Hem de hakaik-i tarihiyedendir ki: Bir şahıs çok fenlerde meleke sahibi ve mütehassıs olamaz. Ancak ferid bir adam, dört veya beş fenlerde mütehassıs olabilir. Umuma el atmak, umumu terk etmek demektir. Bir fende meleke, o fennin suret-i hakikiyesidir. Onunla temessül etmek gerektir. Zira bir fende mütehassıs ve malûmat-ı sairesini mütemmime ve medet verici etmezse, malûmat-ı perişanından bir suret-i acîbe temessül edecektir.

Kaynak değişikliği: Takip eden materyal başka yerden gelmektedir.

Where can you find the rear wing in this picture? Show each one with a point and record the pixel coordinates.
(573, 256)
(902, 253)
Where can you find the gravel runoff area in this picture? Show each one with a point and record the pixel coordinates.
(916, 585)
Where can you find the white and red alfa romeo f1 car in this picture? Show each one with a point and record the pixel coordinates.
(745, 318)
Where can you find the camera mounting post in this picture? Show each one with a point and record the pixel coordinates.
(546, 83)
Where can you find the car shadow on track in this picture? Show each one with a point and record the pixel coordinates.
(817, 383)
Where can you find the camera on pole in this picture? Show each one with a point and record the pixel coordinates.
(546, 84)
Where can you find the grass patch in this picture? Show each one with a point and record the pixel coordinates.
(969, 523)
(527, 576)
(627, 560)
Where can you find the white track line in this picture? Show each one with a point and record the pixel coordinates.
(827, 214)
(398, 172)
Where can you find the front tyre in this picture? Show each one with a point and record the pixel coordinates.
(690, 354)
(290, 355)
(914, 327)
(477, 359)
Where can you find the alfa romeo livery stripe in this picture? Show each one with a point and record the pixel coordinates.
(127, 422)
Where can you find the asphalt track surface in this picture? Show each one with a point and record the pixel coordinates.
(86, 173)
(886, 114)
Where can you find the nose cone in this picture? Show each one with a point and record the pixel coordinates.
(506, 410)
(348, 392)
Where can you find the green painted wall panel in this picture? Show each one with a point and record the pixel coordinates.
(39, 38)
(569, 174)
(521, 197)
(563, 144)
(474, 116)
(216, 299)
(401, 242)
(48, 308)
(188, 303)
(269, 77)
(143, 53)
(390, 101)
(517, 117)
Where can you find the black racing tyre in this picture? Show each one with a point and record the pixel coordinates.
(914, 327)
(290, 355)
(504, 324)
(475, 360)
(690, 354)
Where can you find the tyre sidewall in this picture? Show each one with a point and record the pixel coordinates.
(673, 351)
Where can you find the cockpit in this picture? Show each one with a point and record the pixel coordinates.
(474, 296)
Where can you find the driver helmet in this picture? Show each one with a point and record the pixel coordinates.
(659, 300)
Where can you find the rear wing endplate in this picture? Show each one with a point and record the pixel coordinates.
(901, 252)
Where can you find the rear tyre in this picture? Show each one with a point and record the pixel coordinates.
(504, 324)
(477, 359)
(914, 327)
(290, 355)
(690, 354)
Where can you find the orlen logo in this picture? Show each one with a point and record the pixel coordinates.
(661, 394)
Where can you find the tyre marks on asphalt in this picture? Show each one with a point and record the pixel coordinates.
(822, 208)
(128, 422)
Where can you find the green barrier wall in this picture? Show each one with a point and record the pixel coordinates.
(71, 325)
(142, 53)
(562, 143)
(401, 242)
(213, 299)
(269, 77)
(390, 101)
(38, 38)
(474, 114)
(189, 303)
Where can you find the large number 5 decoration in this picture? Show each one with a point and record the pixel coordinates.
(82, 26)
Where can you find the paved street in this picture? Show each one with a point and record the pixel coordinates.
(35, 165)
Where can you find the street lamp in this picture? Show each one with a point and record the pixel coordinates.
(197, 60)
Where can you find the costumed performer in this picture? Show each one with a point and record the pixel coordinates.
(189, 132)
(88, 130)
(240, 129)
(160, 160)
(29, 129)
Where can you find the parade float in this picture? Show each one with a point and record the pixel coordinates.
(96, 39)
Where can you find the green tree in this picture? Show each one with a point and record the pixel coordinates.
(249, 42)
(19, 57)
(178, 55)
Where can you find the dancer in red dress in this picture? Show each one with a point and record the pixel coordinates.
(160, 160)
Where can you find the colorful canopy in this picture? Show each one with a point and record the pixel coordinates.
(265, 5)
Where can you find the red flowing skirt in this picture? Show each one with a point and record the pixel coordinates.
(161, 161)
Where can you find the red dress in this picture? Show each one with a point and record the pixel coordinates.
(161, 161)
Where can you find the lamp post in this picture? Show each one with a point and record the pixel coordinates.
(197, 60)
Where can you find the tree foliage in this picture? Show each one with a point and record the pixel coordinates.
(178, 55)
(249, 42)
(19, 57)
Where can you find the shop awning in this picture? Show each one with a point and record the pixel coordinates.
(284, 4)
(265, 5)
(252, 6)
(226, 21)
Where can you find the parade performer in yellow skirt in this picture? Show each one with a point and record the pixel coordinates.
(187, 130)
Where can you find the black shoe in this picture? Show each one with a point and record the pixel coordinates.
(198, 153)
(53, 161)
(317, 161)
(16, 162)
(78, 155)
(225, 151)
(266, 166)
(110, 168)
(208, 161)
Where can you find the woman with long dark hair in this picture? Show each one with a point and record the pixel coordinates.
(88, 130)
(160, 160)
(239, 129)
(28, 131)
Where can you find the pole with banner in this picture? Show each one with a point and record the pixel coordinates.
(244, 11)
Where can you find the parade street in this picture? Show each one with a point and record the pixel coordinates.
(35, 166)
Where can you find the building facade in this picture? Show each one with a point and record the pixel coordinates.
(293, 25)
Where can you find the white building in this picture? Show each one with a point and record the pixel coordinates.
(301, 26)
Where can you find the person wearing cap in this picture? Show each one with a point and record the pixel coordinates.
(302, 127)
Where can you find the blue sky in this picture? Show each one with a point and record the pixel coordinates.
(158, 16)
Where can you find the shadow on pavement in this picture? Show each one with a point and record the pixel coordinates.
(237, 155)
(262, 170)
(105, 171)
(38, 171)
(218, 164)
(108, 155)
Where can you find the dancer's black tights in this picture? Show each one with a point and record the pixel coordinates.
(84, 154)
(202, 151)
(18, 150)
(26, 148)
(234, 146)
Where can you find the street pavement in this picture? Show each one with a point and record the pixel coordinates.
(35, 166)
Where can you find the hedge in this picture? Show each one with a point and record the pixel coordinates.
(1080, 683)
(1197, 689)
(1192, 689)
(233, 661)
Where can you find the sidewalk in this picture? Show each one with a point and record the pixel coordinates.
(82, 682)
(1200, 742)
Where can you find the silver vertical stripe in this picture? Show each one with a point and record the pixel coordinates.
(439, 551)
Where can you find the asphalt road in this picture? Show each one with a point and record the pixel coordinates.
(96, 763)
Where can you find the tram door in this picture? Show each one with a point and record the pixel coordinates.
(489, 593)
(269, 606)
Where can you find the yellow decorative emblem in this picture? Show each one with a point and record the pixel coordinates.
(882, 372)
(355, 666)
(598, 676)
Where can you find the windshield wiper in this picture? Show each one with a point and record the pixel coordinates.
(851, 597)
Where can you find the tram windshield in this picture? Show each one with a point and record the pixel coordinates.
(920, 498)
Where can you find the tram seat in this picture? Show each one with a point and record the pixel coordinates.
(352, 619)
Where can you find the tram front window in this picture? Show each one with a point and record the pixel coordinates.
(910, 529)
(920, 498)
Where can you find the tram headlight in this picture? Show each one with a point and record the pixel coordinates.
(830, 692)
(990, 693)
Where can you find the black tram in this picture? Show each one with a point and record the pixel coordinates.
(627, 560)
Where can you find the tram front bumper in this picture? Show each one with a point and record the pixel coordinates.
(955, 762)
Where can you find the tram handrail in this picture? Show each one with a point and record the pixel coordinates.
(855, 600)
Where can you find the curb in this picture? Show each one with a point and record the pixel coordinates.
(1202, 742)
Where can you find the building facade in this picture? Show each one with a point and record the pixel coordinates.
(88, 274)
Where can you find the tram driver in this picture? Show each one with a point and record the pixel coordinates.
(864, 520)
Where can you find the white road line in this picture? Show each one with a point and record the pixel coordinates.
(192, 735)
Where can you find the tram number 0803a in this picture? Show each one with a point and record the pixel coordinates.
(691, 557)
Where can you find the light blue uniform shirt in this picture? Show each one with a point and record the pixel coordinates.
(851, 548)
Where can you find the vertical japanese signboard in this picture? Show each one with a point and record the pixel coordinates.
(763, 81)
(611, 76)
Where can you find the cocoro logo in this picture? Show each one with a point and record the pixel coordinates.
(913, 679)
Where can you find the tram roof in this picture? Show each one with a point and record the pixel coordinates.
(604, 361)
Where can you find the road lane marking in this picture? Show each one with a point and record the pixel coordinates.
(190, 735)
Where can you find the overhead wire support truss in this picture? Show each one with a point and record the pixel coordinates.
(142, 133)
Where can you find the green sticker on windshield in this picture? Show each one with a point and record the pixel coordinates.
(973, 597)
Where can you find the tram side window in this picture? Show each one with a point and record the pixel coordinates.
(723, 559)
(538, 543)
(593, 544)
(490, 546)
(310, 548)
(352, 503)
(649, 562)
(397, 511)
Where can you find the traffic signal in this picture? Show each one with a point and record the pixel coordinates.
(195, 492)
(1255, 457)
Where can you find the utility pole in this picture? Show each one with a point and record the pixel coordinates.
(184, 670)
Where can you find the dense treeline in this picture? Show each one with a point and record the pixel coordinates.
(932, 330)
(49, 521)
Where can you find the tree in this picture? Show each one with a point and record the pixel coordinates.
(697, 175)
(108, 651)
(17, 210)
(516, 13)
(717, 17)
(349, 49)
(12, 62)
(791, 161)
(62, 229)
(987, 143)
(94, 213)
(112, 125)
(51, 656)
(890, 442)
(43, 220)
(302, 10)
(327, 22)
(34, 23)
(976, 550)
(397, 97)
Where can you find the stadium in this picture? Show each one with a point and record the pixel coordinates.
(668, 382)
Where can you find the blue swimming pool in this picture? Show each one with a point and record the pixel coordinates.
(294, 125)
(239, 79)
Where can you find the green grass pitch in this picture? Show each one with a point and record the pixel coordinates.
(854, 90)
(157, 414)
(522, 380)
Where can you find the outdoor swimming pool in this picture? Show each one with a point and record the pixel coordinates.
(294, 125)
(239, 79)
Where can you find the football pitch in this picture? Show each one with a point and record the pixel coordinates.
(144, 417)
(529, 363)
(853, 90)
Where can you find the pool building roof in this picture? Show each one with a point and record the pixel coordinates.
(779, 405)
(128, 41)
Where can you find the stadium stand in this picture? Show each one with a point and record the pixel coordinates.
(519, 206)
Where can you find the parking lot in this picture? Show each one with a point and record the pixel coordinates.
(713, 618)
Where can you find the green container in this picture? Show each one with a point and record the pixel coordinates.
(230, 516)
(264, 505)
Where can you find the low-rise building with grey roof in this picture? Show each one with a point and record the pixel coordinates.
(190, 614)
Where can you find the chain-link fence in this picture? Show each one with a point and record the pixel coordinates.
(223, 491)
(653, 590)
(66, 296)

Tenvir için bir lâtife-i faraziyedir:

Nasıl ki, başka âlemden bu küreye gelen tasvirci bir nakkaş farz olunsa: Halbuki, ne insanı ve ne insanın gayrısı, tam suretini görmemiş; belki herbirisinden bazı âzasını görmekle insanın tasviri veyahut gördüğü eşyanın umumundan bir sureti tasvir etmek isterse; meselâ, insandan gördüğü bir el, bir ayak, bir göz, bir kulak, yarı yüz ve burun ve amame gibi şeylerin terkibiyle bir insanın timsali, yahut nazarına tesadüf eden atın kuyruğu, devenin boynunu, insanın yüzünü, arslanın başı bir hayvanın sureti yapsa; nasıl ki imtizaçsızlıkla kabil-i hayat olmadığı için şeriat-ı hayat böyle ucubelere müsait değildir diyecekler ve nakkaşı müttehem edecekler. Şimdi bu kaide, fenlerde aynen cereyan eder. Çaresi odur ki: Bir fenni esas tutup sair malûmatını avzen ve zenav gibi yapmaktır.

Hem de âdât-ı müstemirredendir ki, kitab-ı vahidde ulûm-u kesire tezahüm eder. Zira ulûm birbirini intaç ve birbirinin elini tutmakla teânuk ve tecavüb ettiklerinden, o derecede iştibak hasıl olur ki, bir fende telif olunan bir kitapta, o fennin mesaili, o kitabın muhteviyatına nispeti, ancak zekâtı çıkabilir. Bu sırdan gaflet iledir ki, bir şeriat veya bir tefsir kitabında istitraden derc olunmuş bir meseleyi gören bir zahirperest veya mugalâtacı bir adam der ki: "Şeriat ve tefsir böyle der." Eğer dost olsa diyecek: "Bunu kabul etmeyen Müslüman değildir."